Which of these, you may wonder, is "autism therapy?"  Which of these treats autism as a whole?

In fact (surprise!), there is no single therapy or treatment called "autism therapy" That's because:

  • Autism is not a singular disorder which can be treated with a single therapy or pill.  Instead, it is a collection of symptoms which vary significantly from person to person.
  • There are a few known causes of autism, but none of them can be treated with a single therapy or pill. These include prenatal exposure to specific pharmaceuticals and some genetic disorders.
  • In most cases, the cause of autism is not known -- and so, while there are many therapies available to treat the symptoms, there is no  treatment that can be prescribed to cure the disorder.

Doctors rarely refer to commonly-prescribed therapies such as speech, occupational therapy (of the sort intended to improve physical functioning), or physical therapy as "autism therapy," even though those therapies are almost always provided to people with autism.

  That's not because they're ineffective -- in fact, they are usually quite effective in treating specific symptoms of autism.  But they were not developed specifically to treat autism, nor are they designed to cure it.

Similarly, nutritional, cognitive, and pharmaceutical therapies, while they may be helpful in addressing specific symptoms of autism (or associated issues) are rarely called "autism therapy." Like the therapies described above, these are useful for many different disorders; they were not developed for autism in particular.

Most of the time, when people refer to "autism therapy," they are talking about either ABA or about developmental or biomedical treatments that are intended to relieve symptoms most often associated with autism: social and language challenges, repetitive behaviors, and sensory challenges.  Interestingly, though, not even these therapies were initially developed to treat autism!

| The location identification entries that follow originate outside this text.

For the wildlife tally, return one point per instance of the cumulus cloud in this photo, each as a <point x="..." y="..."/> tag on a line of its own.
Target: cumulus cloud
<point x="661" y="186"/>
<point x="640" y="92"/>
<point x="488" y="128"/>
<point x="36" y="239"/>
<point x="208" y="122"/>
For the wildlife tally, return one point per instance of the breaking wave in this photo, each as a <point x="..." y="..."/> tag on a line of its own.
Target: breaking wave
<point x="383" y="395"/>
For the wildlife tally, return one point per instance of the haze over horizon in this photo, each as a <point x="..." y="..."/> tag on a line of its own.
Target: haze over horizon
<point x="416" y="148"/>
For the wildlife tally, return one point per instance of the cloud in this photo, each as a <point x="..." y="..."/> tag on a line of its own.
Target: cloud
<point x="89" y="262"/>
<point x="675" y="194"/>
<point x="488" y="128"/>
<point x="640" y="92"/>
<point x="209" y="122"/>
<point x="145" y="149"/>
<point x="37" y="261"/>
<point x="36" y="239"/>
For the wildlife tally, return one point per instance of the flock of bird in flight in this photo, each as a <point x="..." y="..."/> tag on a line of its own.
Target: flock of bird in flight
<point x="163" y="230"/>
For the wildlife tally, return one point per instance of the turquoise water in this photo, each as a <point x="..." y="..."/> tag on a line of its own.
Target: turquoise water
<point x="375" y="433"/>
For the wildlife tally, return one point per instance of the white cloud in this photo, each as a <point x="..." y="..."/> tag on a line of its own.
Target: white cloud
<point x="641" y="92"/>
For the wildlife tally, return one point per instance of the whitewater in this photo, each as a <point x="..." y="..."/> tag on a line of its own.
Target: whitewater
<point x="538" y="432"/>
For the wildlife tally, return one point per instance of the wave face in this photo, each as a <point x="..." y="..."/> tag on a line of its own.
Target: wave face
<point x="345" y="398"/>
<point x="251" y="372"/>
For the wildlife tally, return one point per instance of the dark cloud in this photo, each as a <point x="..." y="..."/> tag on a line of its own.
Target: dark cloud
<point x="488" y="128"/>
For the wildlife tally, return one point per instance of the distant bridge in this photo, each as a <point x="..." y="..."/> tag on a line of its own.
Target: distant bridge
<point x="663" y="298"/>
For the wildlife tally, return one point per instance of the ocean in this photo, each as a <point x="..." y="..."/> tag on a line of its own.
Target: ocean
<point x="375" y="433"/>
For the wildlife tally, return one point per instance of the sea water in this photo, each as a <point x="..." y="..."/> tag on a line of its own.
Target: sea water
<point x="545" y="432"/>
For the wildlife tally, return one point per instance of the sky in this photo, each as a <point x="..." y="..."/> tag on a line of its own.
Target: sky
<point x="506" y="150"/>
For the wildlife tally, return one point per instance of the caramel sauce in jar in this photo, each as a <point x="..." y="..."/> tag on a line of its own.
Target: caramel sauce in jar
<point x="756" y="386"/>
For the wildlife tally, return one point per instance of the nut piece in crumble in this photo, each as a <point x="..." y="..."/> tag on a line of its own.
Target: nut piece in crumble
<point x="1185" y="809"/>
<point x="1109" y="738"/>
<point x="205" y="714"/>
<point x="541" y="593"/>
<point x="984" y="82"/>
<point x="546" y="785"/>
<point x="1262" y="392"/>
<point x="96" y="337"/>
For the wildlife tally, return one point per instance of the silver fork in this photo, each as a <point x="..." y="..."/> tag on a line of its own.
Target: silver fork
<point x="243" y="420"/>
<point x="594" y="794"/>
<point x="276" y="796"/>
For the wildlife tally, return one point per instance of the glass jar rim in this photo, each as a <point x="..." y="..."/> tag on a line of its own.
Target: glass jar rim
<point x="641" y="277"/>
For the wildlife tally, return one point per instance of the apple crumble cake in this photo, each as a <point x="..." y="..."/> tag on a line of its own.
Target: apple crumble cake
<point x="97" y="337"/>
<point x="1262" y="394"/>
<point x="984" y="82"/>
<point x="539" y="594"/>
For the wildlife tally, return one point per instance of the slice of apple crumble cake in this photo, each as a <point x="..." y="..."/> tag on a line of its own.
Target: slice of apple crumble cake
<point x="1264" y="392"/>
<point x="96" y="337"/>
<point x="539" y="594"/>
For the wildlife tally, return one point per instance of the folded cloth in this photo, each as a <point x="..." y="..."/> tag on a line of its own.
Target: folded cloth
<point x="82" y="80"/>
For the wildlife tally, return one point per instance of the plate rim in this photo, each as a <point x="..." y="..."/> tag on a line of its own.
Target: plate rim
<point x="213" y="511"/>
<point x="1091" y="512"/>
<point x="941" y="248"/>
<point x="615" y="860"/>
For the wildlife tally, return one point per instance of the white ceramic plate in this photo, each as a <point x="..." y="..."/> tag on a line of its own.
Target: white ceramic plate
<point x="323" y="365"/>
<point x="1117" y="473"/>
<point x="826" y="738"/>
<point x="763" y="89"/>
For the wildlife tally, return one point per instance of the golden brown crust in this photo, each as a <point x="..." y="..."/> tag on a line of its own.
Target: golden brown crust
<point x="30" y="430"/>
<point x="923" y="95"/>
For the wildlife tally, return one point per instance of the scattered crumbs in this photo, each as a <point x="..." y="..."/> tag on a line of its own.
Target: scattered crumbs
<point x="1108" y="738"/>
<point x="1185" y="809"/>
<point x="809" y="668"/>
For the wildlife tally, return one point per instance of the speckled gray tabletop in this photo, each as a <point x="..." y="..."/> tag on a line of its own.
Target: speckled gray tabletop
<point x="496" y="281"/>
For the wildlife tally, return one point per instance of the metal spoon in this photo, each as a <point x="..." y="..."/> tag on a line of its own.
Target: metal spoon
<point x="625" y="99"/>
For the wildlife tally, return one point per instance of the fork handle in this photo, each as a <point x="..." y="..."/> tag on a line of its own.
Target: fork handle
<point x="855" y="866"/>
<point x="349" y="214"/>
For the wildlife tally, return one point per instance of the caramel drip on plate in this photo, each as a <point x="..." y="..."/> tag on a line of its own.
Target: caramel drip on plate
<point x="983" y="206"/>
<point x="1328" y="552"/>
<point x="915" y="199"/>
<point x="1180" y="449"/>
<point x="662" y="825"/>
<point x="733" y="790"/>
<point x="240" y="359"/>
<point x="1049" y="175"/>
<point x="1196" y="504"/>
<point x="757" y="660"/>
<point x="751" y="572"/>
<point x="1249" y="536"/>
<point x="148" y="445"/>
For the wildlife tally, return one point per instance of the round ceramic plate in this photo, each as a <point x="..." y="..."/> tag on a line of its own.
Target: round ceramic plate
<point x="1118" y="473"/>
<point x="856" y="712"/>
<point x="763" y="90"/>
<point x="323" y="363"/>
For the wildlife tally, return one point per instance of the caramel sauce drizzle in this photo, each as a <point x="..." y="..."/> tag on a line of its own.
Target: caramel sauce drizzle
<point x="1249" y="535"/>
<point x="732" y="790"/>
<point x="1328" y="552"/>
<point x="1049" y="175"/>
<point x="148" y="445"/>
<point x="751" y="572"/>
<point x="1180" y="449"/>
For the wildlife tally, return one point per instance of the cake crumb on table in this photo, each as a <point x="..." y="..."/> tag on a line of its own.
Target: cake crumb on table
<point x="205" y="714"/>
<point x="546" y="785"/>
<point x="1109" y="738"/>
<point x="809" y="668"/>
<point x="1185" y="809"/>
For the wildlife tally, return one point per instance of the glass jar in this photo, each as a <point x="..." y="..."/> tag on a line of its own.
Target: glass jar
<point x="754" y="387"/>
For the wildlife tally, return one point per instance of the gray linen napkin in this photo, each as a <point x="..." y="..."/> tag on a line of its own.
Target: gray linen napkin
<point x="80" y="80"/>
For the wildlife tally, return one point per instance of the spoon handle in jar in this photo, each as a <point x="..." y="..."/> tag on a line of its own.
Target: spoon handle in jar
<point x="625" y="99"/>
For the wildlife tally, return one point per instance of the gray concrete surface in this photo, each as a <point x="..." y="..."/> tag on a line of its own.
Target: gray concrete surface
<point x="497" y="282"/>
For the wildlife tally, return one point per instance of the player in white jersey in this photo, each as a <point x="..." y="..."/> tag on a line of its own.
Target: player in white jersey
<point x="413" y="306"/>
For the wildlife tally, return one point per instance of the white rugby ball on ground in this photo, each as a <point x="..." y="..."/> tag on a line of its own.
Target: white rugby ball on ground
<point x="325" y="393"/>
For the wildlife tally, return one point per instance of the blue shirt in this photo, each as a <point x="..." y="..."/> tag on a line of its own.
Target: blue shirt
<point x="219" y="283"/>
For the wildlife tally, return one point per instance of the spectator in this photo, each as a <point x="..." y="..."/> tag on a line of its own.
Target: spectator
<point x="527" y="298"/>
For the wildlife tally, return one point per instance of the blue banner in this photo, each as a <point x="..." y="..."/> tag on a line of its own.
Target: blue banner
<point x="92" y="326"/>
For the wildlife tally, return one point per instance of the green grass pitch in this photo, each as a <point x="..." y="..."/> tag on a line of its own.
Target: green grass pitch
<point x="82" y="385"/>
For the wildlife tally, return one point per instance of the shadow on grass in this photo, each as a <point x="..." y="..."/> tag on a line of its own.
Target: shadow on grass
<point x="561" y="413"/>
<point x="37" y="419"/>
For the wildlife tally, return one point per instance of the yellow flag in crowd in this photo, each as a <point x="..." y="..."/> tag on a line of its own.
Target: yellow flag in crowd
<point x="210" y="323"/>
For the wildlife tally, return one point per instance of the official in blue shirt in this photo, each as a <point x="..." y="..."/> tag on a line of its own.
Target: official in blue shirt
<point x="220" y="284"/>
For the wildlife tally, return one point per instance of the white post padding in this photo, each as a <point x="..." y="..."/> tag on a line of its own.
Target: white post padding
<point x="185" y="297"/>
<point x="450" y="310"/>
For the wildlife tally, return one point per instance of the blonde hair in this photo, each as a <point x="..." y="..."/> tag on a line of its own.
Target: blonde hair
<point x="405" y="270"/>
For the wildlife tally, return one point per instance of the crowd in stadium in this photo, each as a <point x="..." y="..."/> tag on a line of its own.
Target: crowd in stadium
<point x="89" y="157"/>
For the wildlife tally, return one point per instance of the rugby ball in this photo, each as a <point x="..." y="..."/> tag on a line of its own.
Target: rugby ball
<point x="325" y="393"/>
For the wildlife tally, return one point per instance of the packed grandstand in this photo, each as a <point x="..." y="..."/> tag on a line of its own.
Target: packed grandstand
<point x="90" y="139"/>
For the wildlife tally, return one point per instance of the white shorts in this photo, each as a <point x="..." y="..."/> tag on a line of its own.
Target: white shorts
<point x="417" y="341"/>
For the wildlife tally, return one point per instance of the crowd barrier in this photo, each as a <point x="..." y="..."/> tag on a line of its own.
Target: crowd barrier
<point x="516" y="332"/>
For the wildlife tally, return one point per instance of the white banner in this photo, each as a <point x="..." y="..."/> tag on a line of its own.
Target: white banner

ABA, the therapy most commonly referred to as "autism therapy," derives from behavior modification -- a very old approach to teaching appropriate behaviors through a system of rewards and consequences. Behavioral therapy has been used for many decades for many purposes. In the last fifty years or so, however, it has been modified and expanded significantly to teach appropriate behaviors to children with autism who, typically, do not learn through imitation or through trial and error.

Developmental therapies (including some forms of occupational and play therapy) were developed to help children with various emotional and developmental issues to engage with others in a positive manner and to build communication and collaboration skills.

Like ABA, developmental therapy has evolved quite a bit over the last few decades to specifically serve the needs of children with autism. Floortime, SCERTS, and RDI are all offshoots of developmental therapy that have been modified and codified for autism treatment.

Sensory integration therapy, which has become more common and popular in recent years, is not an "autism therapy" either.  It's actually an offshoot of occupational therapy which was modified to help individuals (autistic or not) who are over- or under-sensitive to light, sound, smells, and so forth.

Was ANYthing developed solely to treat autism? The answer is yes -- but, perhaps not so surprisingly, the therapies and treatments developed specifically to treat autism tend to be the least well researched, and the most controversial. These range from unique interventions related to vision, hearing, and body chemistry (detox baths, auditory integration, etc.) to interpersonal interventions such as Sonrise, "Rapid Response," and so forth.

Yes, these were developed specifically for treating autism. Few of these therapies have been well researched; none is presently considered to be a mainstream treatment for (or cure for) autism.